Researchers take a closer look at Warmia and Mazury regional dishes
Contrary to popular belief, traditional cuisine of Warmia and Mazury was neither too salty nor too greasy; its calorific value was due to the high energy needs of residents who worked hard in the field and on the farm - researchers from Olsztyn determined.
Dr. Jadwiga Spiel from the Scientific Centre of Good Nutrition, University of Warmia and Mazury in Olsztyn conducted extensive research on regional and traditional food of Warmia and Mazury.
"I started my research from collecting old recipes and reading cookbooks. I also obtained recipes from Olsztyn libraries, Kętrzyński Scientific Research Centre in Olsztyn, rural women organizations and from old inhabitants of these lands. The recipes were written in both Polish and German. In total, I found 825 recipes. In the course of verification I rejected, for example, the recipes that used seasoning like Vegeta, or highly processed products such as fish fillets, canned peaches, etc. In the end, I had 447 original recipes" - emphasized Dr. Jadwiga Spiel.
Finally, the researcher selected 12 regional dishes for detailed studies. She analysed the ingredients of the meals, their nutritional value, content of potentially healthy ingredients (mainly antioxidants), organoleptic properties (appearance, colour, texture, taste and smell), acceptability of foods.
"According to the recipes I recreated the dishes including, for example, barley soup on meat broth with buckwheat groats, szmurkul (stewed cabbage), mushroom soup with noodles, braised pork loin with prunes, roasted duck with apples, Mazury cold soup, potato pancakes called plince, deep-fried pastry ribbons called angel wings, Masurian carrots boiled in milk with flour, dzyndzałki - dumplings with raw beef filling" - listed the researcher.
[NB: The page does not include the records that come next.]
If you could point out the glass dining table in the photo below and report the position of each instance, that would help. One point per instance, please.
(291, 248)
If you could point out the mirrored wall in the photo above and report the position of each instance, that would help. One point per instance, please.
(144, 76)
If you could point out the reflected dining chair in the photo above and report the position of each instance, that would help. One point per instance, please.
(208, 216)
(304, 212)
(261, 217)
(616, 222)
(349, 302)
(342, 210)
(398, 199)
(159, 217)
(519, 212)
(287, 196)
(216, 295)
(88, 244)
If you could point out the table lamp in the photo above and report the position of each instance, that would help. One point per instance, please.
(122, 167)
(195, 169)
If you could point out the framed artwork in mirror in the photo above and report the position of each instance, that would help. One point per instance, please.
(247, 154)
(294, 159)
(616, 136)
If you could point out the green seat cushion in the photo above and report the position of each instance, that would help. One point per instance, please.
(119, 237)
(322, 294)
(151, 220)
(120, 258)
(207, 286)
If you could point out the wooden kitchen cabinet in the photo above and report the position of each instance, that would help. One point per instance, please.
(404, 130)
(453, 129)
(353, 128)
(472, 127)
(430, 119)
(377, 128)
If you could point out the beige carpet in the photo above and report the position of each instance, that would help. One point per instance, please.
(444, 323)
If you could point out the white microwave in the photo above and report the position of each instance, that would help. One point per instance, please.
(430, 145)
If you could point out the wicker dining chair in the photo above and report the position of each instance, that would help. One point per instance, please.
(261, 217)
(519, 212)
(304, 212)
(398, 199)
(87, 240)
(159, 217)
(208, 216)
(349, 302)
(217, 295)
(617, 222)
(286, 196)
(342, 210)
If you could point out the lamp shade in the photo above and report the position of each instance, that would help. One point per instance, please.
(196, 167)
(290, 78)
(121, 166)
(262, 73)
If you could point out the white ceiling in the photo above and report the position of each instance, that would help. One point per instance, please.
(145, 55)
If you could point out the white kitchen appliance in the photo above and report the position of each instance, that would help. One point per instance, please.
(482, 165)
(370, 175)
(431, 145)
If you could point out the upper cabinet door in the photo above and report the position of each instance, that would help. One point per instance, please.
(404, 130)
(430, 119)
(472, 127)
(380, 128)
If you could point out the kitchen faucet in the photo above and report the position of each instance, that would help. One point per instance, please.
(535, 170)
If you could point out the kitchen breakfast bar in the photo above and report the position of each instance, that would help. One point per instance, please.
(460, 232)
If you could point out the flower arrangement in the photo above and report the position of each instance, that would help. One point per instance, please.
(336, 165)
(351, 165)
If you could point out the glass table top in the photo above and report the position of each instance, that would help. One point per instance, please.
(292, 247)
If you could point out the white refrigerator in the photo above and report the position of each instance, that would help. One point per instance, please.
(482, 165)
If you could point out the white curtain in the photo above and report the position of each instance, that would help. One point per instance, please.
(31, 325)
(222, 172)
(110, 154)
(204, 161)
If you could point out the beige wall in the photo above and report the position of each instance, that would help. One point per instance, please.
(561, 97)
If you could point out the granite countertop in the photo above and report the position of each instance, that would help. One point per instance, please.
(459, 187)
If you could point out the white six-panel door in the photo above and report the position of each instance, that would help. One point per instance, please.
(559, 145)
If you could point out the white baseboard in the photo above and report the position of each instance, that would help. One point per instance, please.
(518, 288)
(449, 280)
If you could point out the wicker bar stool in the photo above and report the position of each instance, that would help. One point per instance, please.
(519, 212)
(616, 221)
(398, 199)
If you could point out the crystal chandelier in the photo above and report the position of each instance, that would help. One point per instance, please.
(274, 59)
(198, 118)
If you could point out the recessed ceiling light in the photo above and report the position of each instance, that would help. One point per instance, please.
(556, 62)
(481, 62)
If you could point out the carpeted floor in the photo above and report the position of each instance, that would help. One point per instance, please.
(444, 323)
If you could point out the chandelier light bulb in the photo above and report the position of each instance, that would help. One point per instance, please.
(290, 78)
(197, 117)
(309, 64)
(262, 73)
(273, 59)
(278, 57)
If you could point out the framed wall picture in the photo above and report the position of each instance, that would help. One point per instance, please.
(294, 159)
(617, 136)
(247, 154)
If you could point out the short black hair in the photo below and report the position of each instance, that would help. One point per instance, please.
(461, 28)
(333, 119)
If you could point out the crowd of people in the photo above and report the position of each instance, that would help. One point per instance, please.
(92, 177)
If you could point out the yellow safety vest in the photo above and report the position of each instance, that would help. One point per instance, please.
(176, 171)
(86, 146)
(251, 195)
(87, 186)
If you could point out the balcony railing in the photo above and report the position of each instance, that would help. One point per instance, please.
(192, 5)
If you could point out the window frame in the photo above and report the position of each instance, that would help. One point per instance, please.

According to the researcher, it was and probably still is believed that the Polish regional cuisine, including Warmia and Mazury cuisine, was salty and greasy. "My research partly contradicted this hypothesis. Compared with today\'s nutrition practice, cuisine of the region is not more salty. The amount of sodium chloride currently added to foods and even used in our homes is much higher. We not only usually put salt in dishes, we also add ready-made seasoning mixes, which also contain salt" - she explained.
She added that the "fatness" of traditional dishes resulted from the body\'s demand for ingredients with high energy value. In the part, people worked hard and physically in the field or on their farms.
"Daily dose of energy fluctuated around 3,500 kcal and was not at all excessive. Both women and men needed a full, calorie-rich breakfast to go in a field for many hours and have the energy to work" - emphasised Dr. Jadwiga Spiel.
In the regional cuisine 100 years ago did there were no sweetened carbonated drinks we have today, drinks were made from natural products. People consumed fruit juices, compotes, and among alcoholic drinks mainly beer.
"Rural women intuitively knew what should be added to food in order to ensure their health promoting properties. The people of the region ate fresh vegetables in the summer, and in winter processed vegetables such as pickled turnips, cucumbers and cabbage. Women used the herbs from their gardens: lovage, sage, mint, marjoram. Meat was a delicacy, eaten on special occasions, and cold cuts, which were drying up in attics or sheds, attracted children who would find every opportunity to sneak a bite cut off a small piece" - she emphasised.
Today children crave sweets, in the past with the same desire they waited for opportunities to try meats. Everyday dishes were potatoes topped with bacon or fat molten from lard. Potatoes were also eaten in the form of noodles or dumplings, and the diet included cereals: millet, buckwheat and pearl barley. It was relatively to make regional pie, because women sourced all the ingredients needed to bake from their own farms: flour, eggs, milk, fat, cottage cheese - explained the researcher.
She said that a regional menu might be as follows: for breakfast, rye bread with ham, tomatoes or cucumbers. For lunch, a slice of wholewheat bread with butter and a glass of milk or cereal coffee. For dinner, the rural woman would prepare dzyndzałki (dumplings) with buckwheat and cracklings. They could also be Warmia dzyndzałki with raw beef meat filling. For soup, Masurian borscht made with meat and vegetables broth. Afternoon snack would be a piece of Masurian Baumkuchen or Masurian cobblestone pie, hard cookies similar to gingerbread and cereal coffee. For supper - sweet millet with cherry syrup.